Anyway the short doc really helped when I was busy behaving like a lion in the Gp office .., ha! Typo meant loon not lion but either gives the right impression of just not being at my most rational (though I didn't actually growl at him.., I think?!)

He was being very very careful to keep himself very wrapped up and sort of removed somehow, don't know how to describe it exactly, but I initially found it difficult to deal with as am used to it being the exact opposite, me trying to get heard above the internal assumptions and external voice that was speaking much more importantly than mine. Was expecting the same so was utterly wrong footed. But as you lovely people are giving me the space and listening ears, am thinking it through now, and maybe this will be better for me.

Ah, I have another way of describing it. It was like his deliberate reticence left a vacuum in the room that I'd in a more normal frame of mind get sucked into the floor to fill the vacuum. As I was v nearly having a v quiet breakdown, I felt the pull but had no trouble resisting it as I was busy imploding into my self as a defense mechanism as well as a freaking out thing. It's definitely a strategy on his part, as I was undr no illusions who really had the power in the conversation, and he was the opposite of a push over, and I saw him put it on (iyswim) when he was trying to clock who I was and I was introducing myself and the Physio talking to him. So I don't know what the Physio said, or maybe he didn't even remember but just clocked how nervous I was, but either way, I hope he carries on being like that and doesn't change tack when he decides about me...

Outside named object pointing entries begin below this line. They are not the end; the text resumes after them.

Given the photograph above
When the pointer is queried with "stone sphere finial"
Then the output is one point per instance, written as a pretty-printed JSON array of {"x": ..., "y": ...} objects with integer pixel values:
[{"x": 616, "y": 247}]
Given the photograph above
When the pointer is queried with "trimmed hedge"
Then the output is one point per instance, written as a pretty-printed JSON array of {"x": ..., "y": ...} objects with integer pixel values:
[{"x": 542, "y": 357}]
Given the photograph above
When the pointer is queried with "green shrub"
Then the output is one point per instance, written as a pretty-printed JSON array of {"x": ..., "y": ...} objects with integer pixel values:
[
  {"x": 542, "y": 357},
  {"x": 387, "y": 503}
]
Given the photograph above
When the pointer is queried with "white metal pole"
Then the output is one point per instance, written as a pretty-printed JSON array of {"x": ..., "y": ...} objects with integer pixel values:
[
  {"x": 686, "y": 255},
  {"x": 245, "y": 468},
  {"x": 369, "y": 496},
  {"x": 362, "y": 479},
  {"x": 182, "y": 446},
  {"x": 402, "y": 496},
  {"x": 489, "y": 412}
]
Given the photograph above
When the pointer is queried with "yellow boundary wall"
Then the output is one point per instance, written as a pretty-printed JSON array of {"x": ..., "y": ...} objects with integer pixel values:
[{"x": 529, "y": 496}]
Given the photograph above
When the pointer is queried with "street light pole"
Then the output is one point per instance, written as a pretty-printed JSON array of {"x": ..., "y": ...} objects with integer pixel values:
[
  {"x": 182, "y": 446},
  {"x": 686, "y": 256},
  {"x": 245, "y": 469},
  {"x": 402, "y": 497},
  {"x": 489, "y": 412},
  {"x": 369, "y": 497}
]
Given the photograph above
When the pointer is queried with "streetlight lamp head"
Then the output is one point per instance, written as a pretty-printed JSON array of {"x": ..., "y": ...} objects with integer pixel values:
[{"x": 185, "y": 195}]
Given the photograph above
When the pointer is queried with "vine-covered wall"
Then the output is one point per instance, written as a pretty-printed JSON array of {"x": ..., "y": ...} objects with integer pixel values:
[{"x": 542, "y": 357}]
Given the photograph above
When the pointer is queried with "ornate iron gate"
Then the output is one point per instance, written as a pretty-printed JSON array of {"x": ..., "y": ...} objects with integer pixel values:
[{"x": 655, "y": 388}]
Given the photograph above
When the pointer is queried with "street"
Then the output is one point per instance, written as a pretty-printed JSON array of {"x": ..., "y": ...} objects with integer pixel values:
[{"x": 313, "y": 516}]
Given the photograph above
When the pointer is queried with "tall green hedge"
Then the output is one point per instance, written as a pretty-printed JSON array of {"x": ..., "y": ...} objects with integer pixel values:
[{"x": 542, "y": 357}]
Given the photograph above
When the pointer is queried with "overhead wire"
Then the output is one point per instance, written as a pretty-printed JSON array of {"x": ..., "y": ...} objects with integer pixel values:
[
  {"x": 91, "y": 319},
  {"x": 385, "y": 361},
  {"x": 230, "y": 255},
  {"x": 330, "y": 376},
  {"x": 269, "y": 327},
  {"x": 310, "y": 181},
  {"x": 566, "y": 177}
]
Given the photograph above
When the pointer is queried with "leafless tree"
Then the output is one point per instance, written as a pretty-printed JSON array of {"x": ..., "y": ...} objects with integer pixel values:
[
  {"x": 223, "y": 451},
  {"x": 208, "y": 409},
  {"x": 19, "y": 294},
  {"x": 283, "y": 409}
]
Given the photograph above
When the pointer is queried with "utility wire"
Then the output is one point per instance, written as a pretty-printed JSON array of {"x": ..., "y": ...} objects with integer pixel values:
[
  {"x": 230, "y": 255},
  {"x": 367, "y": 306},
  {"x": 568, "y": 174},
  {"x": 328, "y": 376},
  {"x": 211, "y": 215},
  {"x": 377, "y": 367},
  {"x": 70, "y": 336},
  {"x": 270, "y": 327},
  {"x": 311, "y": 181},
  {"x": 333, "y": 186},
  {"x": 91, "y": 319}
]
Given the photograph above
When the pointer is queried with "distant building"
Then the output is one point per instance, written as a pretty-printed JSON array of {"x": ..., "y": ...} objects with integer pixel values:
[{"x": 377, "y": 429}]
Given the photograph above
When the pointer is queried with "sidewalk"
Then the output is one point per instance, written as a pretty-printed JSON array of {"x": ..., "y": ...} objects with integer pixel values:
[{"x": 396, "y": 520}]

I wonder if he was mirroring me actually? I actually hope not as I don't know where I stand with him and whether I can rely on this experience being any indicator of the next.

OP posts:
PausingFlatly · 08/07/2015 09:52

Grin at loon / lion!

Sounds like he was spending time LISTENING to you.

It's really difficult, isn't it, when you're that on edge and the stakes are so very high? It feels like everything the other person does has significance - when actually they're just scratching their nose or something.

So glad that the short doc did the business for you. Sounds like you did a heroic job pulling all that together, and doing both documents.

Hope you get a bit of a break now for some days.Flowers

MonstrousRatbag · 08/07/2015 16:58

Sounds as though you did pretty well, actually. Whatever happens from here on, your history and issues are on record with the GP, he has to take account of them.